Perintah Bupati untuk Proyek
Taufik mencontohkan, Bupati Lalu Ahmad sempat meminta Kepala Dinas PUPRPKP Kabupaten Lombok Barat, Lalu Ratnawi (LRI), agar proyek-proyek di dinas tersebut diberikan kepada tersangka Sudirman (SUD). KPK akan mendalami keterlibatan dinas-dinas dalam perkara ini.
"Sebetulnya tadi sudah disampaikan, dia memanggil kepala OPD atau kepala PUPR, dalam hal ini ya Saudara LRI tadi ya, itu untuk memastikan atau memerintahkan kepada kepala PUPR itu untuk semua proyek harus dikoordinasikan dengan SUD," ujar Taufik dalam jumpa pers di gedung KPK, Kuningan, Jakarta Selatan, Selasa (21/7/2026).

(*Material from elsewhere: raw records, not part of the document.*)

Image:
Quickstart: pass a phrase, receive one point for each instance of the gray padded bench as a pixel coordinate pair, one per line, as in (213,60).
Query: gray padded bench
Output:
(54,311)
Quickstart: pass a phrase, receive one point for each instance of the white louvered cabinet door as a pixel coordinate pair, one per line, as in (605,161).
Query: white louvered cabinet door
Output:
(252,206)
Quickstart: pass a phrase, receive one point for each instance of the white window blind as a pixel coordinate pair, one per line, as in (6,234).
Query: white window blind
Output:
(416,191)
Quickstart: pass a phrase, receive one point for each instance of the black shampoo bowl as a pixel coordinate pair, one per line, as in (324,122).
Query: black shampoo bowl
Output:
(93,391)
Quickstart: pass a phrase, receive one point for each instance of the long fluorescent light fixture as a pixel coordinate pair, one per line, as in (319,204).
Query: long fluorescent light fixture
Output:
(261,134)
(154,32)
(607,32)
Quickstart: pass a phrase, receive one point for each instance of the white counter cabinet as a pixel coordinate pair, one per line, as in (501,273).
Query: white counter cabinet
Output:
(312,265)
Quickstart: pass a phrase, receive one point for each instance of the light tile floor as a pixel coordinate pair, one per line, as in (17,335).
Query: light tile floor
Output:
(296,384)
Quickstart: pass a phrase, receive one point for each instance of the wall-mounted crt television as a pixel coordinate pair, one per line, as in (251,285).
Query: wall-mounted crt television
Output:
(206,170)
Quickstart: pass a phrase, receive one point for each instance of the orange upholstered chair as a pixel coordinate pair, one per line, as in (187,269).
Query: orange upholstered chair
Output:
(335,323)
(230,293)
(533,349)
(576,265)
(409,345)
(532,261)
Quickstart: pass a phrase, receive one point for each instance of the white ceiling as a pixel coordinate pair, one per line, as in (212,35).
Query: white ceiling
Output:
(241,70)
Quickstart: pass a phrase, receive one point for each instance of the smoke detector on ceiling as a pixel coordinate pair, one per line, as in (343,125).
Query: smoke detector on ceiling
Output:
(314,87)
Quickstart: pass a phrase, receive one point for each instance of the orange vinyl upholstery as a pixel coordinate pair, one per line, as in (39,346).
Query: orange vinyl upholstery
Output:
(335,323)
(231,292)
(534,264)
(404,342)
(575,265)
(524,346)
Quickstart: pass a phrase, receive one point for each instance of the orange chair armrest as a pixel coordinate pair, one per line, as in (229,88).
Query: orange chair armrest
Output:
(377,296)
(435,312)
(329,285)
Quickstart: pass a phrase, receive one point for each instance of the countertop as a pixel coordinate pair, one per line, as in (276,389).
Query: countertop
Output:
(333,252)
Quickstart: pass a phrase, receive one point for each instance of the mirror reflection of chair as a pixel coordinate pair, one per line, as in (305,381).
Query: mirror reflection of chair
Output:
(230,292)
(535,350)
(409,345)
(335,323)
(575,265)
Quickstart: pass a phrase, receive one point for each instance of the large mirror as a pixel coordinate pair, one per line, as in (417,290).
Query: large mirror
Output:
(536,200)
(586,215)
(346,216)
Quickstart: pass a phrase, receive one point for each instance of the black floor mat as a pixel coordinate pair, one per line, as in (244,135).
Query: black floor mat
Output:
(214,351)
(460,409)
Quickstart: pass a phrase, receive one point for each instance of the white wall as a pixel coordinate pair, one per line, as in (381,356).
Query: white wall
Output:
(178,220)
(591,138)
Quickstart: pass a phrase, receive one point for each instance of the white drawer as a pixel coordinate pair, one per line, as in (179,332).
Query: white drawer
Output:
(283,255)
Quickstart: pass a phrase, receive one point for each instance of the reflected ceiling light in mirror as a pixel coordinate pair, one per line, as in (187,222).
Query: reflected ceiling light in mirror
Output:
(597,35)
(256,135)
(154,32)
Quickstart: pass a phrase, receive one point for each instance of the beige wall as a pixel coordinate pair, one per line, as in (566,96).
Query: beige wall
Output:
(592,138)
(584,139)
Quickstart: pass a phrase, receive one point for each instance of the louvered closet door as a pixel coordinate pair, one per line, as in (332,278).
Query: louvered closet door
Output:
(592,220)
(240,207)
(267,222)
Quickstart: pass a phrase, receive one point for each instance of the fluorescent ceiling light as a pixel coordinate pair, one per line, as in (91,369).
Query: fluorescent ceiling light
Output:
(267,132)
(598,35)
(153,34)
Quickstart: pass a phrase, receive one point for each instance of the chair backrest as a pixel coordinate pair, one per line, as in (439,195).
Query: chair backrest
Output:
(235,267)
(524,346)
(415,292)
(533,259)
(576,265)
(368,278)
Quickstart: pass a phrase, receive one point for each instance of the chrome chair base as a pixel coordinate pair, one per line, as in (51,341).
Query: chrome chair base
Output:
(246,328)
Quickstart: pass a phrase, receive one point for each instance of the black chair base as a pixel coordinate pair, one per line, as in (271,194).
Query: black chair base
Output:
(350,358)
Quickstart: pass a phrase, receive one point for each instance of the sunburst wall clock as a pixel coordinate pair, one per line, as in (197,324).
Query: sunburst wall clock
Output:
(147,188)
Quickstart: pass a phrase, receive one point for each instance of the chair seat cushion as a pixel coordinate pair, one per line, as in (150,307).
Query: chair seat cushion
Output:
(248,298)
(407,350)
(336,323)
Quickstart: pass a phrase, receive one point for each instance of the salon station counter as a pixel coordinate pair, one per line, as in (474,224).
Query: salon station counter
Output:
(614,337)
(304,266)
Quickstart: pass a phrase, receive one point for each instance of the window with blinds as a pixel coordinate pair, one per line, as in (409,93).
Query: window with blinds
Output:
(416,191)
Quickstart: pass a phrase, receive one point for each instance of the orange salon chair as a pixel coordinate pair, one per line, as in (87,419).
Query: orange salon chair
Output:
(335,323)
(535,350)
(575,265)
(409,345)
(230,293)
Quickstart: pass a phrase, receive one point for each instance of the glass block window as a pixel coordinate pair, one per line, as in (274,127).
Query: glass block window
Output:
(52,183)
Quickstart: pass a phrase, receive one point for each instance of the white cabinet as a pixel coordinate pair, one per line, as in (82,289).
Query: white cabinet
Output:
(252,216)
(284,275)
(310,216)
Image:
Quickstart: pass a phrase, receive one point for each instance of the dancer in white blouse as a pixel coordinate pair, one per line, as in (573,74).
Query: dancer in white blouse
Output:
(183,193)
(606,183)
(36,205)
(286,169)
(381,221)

"Artinya fakta yang ditemukan oleh tim penyelidik saat ini bahwa kepala PUPR ini hanya mengikuti perintah dari tersangka selaku Bupati yang merupakan atasannya. Nah kami juga tentunya tidak begitu percaya atau tidak yakin 100 persen gitu," imbuhnya.
Pengumpulan Uang Jelang Lebaran
Dalam kasus ini, Lalu Ahmad diduga meminta pengumpulan uang Rp500-750 juta menjelang Lebaran 2025. KPK menduga Sudirman selaku Dirut PT AMGM meminta Kadis PUPRPKP Lombok Barat untuk mengumpulkan uang dari proyek untuk kepentingan Lalu Ahmad.
"Kemudian, SUD memberikan uang tersebut secara cash. Sementara, pada Maret 2026, SUD diduga menerima uang Rp250 juta. Pada April 2026 menjelang Lebaran, Kadis PUPRPKP melalui driver-nya, memberikan Rp100 juta kepada SUD," ujar Taufik.
Penggunaan Uang untuk Beli Tanah
Lalu Ahmad diduga menggunakan uang tersebut untuk membeli tanah. KPK menetapkan tiga orang sebagai tersangka: Lalu Ahmad Zaini (Bupati Lombok Barat), Sudirman (Direktur Utama PT Air Minum Giri Menang Lombok Barat), dan Alvonsus Gani (Direktur Utama PT Meconel Sistim Instrument).
KPK menjerat Lalu Ahmad dan Sudirman dengan Pasal 12 huruf i dan Pasal 12 huruf a atau huruf b dan/atau Pasal 12B UU Tipikor juncto Pasal 20 huruf c juncto Pasal 21 KUHP. Alvonsus dijerat Pasal 605 atau Pasal 606 ayat (1) KUHP juncto UU Penyesuaian Pidana.
Total Penerimaan Rp10,8 Miliar
KPK menduga Lalu Ahmad menerima Rp10,8 miliar lewat main proyek serta suap Rp1,6 miliar dari Alvonsus. Suap Rp1,6 miliar itu diduga diberikan dalam bentuk uang dan barang.